Previous in vivo imaging studies using the tectum of Xenopus tadpole or zebrafish larvae suggested that dendritic branches forming synapses with axons are stabilized and elaborated, and that glutamate receptor (NMDA and AMPA receptor)-mediated synaptic transmission is important for this stabilization process16,17,18. Our previous short-term (hours) in vivo imaging of mouse barrel cortex eSS neurons also revealed an important role for NMDA receptors in stabilization of BD branches30. It is likely that postsynaptic signaling induced by NMDA and/or AMPA receptors stabilizes those BD branches that make synaptic contact with appropriate TCAs, which in turn stabilizes the tree (and makes it a “winner” in the competition for thalamic inputs).
SS neurons may have homeostatic mechanisms to maintain BD tree numbers, because these numbers did not change substantially between P3 and P6 (Fig. 3c). If so, rapid elimination of unselected trees could be useful for producing more new trees (“challengers” for inputs). New winner trees continue to emerge from challenger trees predominantly near the barrel center, where appropriate TCAs are clustered. By this mechanism, the highly asymmetric pattern of eSS neuron BD projections toward the barrel center is established.

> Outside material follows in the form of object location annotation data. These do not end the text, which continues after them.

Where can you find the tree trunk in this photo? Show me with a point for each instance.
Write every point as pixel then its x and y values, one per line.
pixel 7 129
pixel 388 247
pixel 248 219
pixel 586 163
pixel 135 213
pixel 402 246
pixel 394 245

The results in the current study suggest that there are at least two distinct phases in the formation of BD orientation bias in neonates (Fig. 3e). Phase I is approximately between P0 and P3. Around P0, L4 neurons radially migrate to their final positions and start to elaborate BDs31. Then by P3, L4 eSS neurons create nascent orientation bias by forming more BD trees inside than outside. At this stage, both inner and outer BDs are similarly primitive. It is possible that TCAs secrete molecules that produce more BD trees on the side of the barrel center, where TCA termini form a cluster by P3, although neural activity transmitted through TCAs could also be involved. In contrast, Phase II starts approximately at P3 and ends at P6 or later. In this phase, the ratio of inner to total BD trees does not change (Supplementary Fig. 3a). Instead, stability and elaboration are primarily conferred upon a fraction of inner BD trees (Fig. 4f, g), which results in reinforcement of orientation bias toward the barrel side. Herein, we analyzed dynamic mechanisms of Phase II in detail. An important future perspective is to characterize aspects of BD refinement in Phase I, which was newly found in the current study.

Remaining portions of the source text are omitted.